Materials and Methods: Experiments were performed on Swiss Webster mice (P3-8). The spinal cord was dissected free in ice-cold, oxygenated sucrose-ACSF solution (concentrations in mM: 25 NaCl, 188 sucrose, 1.9 KCl, 10 MgSO4, 1.2 Na2HPO4, 26 NaHCO3, 25 D -glucose), and immediately transferred to a pre-cooled (4oC) slicing chamber and stabilized in an upright position onto an agar block using 20% gelatin. Transverse sections (350 µm) were cut (Leica Vibrotome VT1000S), and the slices were collected in a chamber containing pre-warmed (36oC), oxygenated recovery ACSF (concentrations in mM: 119 NaCl, 1.9 KCl, 1 CaCl2, 10 MgSO4, 1.2 Na2HPO4, 26 NaHCO3,10 D-glucose), and equilibrated for at least 45 minutes before being placed into the recording chamber for IR-DIC visually guided patch clamp recordings. The external oxygenated ACSF solution contains (in mM): 128 NaCl, 4 KCl, 1.5 CaCl2, 1 MgSO4, 0.5 Na2HPO4, 21 NaHCO3, 30 D-glucose and 1 µM TTX. The internal pipette solution contains (in mM): 150 CsCl, 1 EGTA, 10 HEPES, 0.1 CaCl2, 4.6 MgCl2, 2 ATP, and 0.5 GTP. AMPA (100 µM) was puffed onto the targeted cells using a Clampex protocol to trigger the Picospritzer.
Results: The D1 receptor agonist SKF 38393 (20 µM) increased the amplitude of the evoked AMPA currents (the maximal increment was 44.7 ± 8.9%, N=3). SKF 38393 (20 µM) also increased the decay time constant (the maximal increment was 52.4 ± 10.3%, N=2). In addition, the cell-attached single channel recording suggested that SKF 38393 (20 µM) increased the open probability and open time of AMPA conductance. In contrast, the D2-like receptor agonist quinpirole (50 µm) reduced the AMPA current amplitude (the maximal suppression was 20.3 ± 3.1%, N=5), and shortened the decay time constant (the maximal suppression was 14.7 ± 3.5%, N=5). In the presence of the D1 receptor antagonist LE 300 (10 nM), DA was not able to increase AMPA current amplitude or prolong the decay time constant as we observed previously (Han et al, Journal of Neuroscience 27:13192). On the other hand, in the presence of D2 receptor antagonist L-741626 (20 nM), DA remained capable of increasing the amplitude and decay time constant of AMPA currents.

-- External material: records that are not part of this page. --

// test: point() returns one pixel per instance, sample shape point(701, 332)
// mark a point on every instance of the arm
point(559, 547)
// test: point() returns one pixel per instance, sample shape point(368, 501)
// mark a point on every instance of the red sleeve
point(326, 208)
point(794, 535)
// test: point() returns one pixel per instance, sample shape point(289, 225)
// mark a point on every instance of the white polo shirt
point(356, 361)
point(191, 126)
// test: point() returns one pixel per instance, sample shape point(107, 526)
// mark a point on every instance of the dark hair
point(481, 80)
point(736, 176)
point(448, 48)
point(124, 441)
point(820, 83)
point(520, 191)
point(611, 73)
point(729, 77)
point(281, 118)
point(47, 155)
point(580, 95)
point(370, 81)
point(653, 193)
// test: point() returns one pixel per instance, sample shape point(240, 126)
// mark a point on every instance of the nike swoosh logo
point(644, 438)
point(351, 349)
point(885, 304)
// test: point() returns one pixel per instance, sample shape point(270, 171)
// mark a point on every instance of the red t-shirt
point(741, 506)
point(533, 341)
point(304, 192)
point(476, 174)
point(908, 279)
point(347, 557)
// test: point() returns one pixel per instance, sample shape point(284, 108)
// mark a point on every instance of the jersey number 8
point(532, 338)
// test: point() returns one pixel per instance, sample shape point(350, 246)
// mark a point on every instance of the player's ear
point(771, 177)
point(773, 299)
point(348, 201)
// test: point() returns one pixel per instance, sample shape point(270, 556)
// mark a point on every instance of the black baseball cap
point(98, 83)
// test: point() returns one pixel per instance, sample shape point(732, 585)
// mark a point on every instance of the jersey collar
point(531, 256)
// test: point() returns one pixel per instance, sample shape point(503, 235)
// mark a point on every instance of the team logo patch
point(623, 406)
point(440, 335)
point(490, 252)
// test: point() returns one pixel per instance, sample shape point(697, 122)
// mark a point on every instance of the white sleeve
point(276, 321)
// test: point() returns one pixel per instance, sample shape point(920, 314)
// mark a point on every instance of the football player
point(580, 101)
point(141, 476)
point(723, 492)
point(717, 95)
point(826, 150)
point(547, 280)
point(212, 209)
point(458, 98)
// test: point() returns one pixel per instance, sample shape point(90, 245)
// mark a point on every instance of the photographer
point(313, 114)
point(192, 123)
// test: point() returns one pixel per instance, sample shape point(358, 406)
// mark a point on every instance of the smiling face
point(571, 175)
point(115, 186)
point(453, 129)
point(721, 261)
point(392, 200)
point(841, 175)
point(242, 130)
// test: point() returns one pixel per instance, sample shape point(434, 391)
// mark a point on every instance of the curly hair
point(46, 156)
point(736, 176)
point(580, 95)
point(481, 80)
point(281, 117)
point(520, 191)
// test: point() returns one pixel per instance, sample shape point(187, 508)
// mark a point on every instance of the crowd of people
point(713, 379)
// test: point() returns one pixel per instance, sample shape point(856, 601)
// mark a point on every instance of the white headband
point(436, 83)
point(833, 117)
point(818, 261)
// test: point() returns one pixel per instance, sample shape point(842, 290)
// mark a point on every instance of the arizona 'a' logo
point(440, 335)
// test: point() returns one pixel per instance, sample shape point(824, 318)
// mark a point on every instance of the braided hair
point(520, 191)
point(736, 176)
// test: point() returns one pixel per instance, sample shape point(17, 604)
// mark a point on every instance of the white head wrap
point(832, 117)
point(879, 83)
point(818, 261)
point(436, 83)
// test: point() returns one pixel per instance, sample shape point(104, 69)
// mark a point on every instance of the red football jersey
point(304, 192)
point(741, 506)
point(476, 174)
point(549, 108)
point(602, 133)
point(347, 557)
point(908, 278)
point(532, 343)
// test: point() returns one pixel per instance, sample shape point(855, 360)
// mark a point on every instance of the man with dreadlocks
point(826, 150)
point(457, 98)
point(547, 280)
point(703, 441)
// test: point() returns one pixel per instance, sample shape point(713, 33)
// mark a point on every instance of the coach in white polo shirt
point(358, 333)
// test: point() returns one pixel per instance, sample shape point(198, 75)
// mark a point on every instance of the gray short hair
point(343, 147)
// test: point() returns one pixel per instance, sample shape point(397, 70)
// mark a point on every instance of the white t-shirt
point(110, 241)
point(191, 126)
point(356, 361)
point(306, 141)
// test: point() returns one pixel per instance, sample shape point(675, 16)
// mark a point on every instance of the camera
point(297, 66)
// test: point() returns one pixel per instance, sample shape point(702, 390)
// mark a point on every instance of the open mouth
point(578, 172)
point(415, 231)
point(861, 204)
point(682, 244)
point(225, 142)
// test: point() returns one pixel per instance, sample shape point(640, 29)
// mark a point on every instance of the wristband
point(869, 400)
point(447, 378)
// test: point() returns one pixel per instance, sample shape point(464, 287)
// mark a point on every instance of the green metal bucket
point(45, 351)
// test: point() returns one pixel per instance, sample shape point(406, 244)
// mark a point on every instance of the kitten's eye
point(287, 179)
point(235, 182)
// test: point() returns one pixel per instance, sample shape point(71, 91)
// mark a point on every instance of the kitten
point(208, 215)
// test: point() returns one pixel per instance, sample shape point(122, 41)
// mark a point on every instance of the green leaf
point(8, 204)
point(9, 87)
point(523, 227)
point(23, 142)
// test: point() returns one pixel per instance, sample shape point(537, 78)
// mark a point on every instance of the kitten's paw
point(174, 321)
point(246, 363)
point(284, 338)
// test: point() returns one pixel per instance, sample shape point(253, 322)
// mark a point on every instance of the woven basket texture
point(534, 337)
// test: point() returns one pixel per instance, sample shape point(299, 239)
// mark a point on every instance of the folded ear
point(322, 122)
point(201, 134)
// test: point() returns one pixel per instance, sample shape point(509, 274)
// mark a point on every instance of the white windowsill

Conclusion: Activation of D1-like and D2-like receptors result in opposite effects on AMPA conductance on spinal motoneurons. Thus, the modulation of AMPA conductance by DA is likely a net combination of multiple receptor effects, which balance with one another to ensure that dopaminergic modulation is constrained in an appropriate range.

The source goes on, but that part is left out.